3. Delete duplicates from a sorted array in O(log n) time and O(1) space.
4. Given an array of ‘n’ random integers. Given an integer 1<=k<=n. Find the k numbers such that the minimum difference of all the possible pairs of k numbers is maximum (maximum among other minimum differences
for various possible selections of k numbers ).
5. Given an array of size n wherein elements keep on increasing monotonically upto a certain location After which they keep on decreasing monotonically, then again keep on increasing, then decreasing again and so on. Sort the array in place (ie. using only O(1) extra memory) [Is there a nice solution that uses the increasing decreasing property ?]
6. There are N nuts and N bolts, all unique pairs of Nuts and Bolts. You cant compare Nut with Nut and a Bolt with Bolt. However, you CAN compare Nut with Bolt. Now how would you figure out matching pairs of nut and bolt from the given N Nut and Bolt.
Is there a O(NlogN) time and O(1) space complexity solution.
[The various forums I have looked at propose a quicksort like solution and all of them seem to be O(N) space.]

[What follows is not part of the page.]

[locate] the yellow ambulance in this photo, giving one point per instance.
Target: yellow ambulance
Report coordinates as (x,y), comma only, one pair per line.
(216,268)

7. Given a set of numbers, transform it to an array such that the value at i is the the product of all elements except the element at ai. To be solved with no extra memory.
8. Design a data structure that supports the following two operations on a set S of integers:
a. Insert(x; S), which inserts element x into set S, and
b. DeleteLargerHalf(S), which deletes the largest ceil(|S|/2) elements from S.

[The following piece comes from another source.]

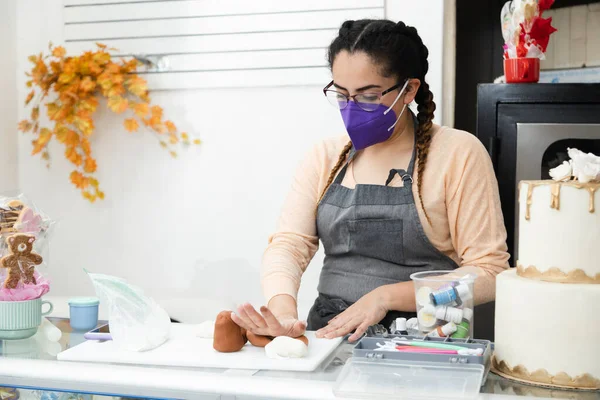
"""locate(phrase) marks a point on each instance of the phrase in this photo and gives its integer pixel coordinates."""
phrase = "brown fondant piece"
(228, 337)
(259, 340)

Show how to implement this data structure so both operations take O(1) amortized time.
9. Given a>0, compute a-1 without using division.
10. You are given an array of positive integers a[1..n] such that a[1] < a[2] < … a[n]
Given a positive integer C find j and i such that Choose(a[j], a[i]) = C
where Choose(b,a) = b choose a, the binomial coefficient = the number of ways of choosing a balls from a set of b balls. Assume you have a fast Choose(b,a) calculating function at your disposal.
11. You have an integer array of length N, containing values in the range 1,2,3…N^2. Sort the array in O(N) time.
[Solutions on various forums have proposed a radix sort like method as the number of bits to describe the number can now be bounded. However, describing a number upto O(N^2) takes upto 2logN bits and hence, the radix sort will be O(Nk) which is equivalent to O(NlogN).]